Enfim, o investidor institucional local simplesmente desapareceu do mercado e isso tem algumas implicações importantes.

A primeira, obviamente, é que o volume de capital investido nas companhias caiu vertiginosamente. Menos capital investido, menor a capacidade de criação de riqueza e geração de empregos.

A segunda implicação é que com menos dinheiro no mercado, a competição pelas transações diminui e o retorno potencial dos fundos dessa safra aumenta. Como os fundos de pensão estão fora do mercado, não irão se beneficiar dos retornos auferidos por essa safra de fundos que foram captados majoritariamente com investidores pessoas físicas de alta renda e investidores estrangeiros. Esse fenômeno já ocorreu no passado quando a grande valorização obtida pela primeira leva de unicórnios brasileira, como Nubank, Stone, Loggi, entre outros beneficiou os investidores estrangeiros e pessoas físicas de alta renda que estavam alocados nos fundos que investiram nessas companhias.

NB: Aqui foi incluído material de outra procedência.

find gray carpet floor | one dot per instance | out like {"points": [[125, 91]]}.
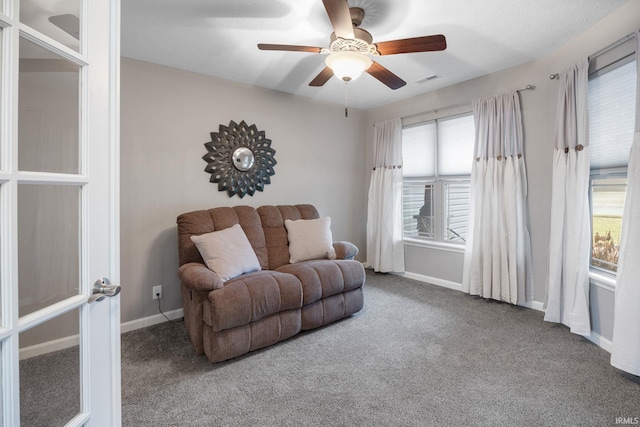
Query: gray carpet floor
{"points": [[416, 355]]}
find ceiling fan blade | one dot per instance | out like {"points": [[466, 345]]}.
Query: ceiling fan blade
{"points": [[340, 17], [322, 78], [385, 76], [289, 47], [68, 23], [416, 44]]}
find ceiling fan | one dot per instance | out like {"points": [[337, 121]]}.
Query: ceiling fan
{"points": [[351, 48]]}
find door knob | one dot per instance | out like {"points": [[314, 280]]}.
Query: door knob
{"points": [[103, 288]]}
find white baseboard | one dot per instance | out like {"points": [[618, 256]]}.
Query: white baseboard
{"points": [[600, 341], [67, 342], [150, 321], [534, 305], [432, 280]]}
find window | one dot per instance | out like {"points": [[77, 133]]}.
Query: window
{"points": [[612, 90], [437, 158]]}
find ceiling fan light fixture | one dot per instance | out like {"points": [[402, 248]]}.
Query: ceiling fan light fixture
{"points": [[348, 65]]}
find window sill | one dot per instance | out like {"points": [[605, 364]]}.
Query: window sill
{"points": [[435, 244], [602, 280]]}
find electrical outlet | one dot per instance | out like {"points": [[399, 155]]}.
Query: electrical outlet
{"points": [[157, 292]]}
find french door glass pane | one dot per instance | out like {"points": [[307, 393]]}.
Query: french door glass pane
{"points": [[48, 116], [50, 383], [48, 245], [57, 19]]}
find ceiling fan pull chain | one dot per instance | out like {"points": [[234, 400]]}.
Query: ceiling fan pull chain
{"points": [[346, 99]]}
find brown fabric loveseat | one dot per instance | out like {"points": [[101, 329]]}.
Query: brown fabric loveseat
{"points": [[226, 319]]}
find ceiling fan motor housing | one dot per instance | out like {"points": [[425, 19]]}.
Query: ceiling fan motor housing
{"points": [[361, 43]]}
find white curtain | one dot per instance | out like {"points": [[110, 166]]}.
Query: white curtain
{"points": [[497, 262], [385, 248], [625, 353], [570, 241]]}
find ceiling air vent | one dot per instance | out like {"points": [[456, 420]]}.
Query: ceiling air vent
{"points": [[429, 78]]}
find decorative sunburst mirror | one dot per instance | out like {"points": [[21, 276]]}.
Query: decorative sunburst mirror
{"points": [[240, 159]]}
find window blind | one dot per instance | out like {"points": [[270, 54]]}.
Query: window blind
{"points": [[612, 116]]}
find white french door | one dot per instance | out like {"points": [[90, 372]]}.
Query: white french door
{"points": [[59, 226]]}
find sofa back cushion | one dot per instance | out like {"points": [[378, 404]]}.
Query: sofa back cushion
{"points": [[207, 221], [275, 232]]}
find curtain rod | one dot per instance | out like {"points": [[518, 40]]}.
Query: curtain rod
{"points": [[462, 104], [603, 50]]}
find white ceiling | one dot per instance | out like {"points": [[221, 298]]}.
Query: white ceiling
{"points": [[219, 38]]}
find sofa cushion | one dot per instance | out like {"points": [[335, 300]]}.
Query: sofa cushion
{"points": [[310, 239], [227, 252], [252, 297], [324, 278]]}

Ou seja, o participante do fundo de pensão local ficou, e continuará, de fora desse processo de criação de riqueza das empresas nacionais investidas por fundos de Capital de Risco.

A terceira implicação tem a ver com a estratégia de captação dos gestores, que mudaram seu foco de captação para investidores pessoas físicas de alta renda e/ou investidores estrangeiros. Os gestores de fundos de Capital de Risco são indivíduos que buscam permanentemente as melhores alternativas para alocação de capital para seus investidores. Estão constantemente estudando as tendências tecnológicas e buscando bons empreendimentos e empreendedores para serem financiados. A atividade de gestão de fundos de Capital de Risco é uma atividade ESSENCIAL nas economias modernas, pois é através desses gestores que a poupança, seja pública ou privada, flui de forma mais eficiente para as empresas promissoras que possuem um elevado potencial de crescimento. Ou seja, os gestores de fundos de Capital de Risco são os catalizadores desse processo de criação de riqueza exponencial.

Enquanto os Fundos de Pensão brasileiros permanecerem fora do mercado, essa situação de subfinanciamento irá perdurar e a indústria de Capital de Risco brasileira continuará operando muito aquém do seu potencial. Menos capital investido, menos riqueza criada, menos geração de empregos.

Como já pontuado nesse artigo, nas economias modernas, ter uma indústria de Capital de Risco desenvolvida significa ter “infraestrutura” para criação de riqueza e desenvolvimento econômico. Quais são as empresas que estão nascendo hoje e que em alguns anos terão mais valor de mercado do que Petrobrás, Vale, Itaú, entre outros ícones nacionais? Certamente essas empresas existirão, resta saber se serão gestadas em terras tupiniquins ou não. A depender da atual situação de financiamento da indústria de Capital de Risco nacional tudo indica que não. Infelizmente, esse fenômeno da criação de riqueza de forma exponencial utilizando a indústria de Capital de Risco como alavanca ainda não é muito bem compreendido pela maior parte dos Fundos de Pensão e pelos formuladores de políticas públicas no Brasil.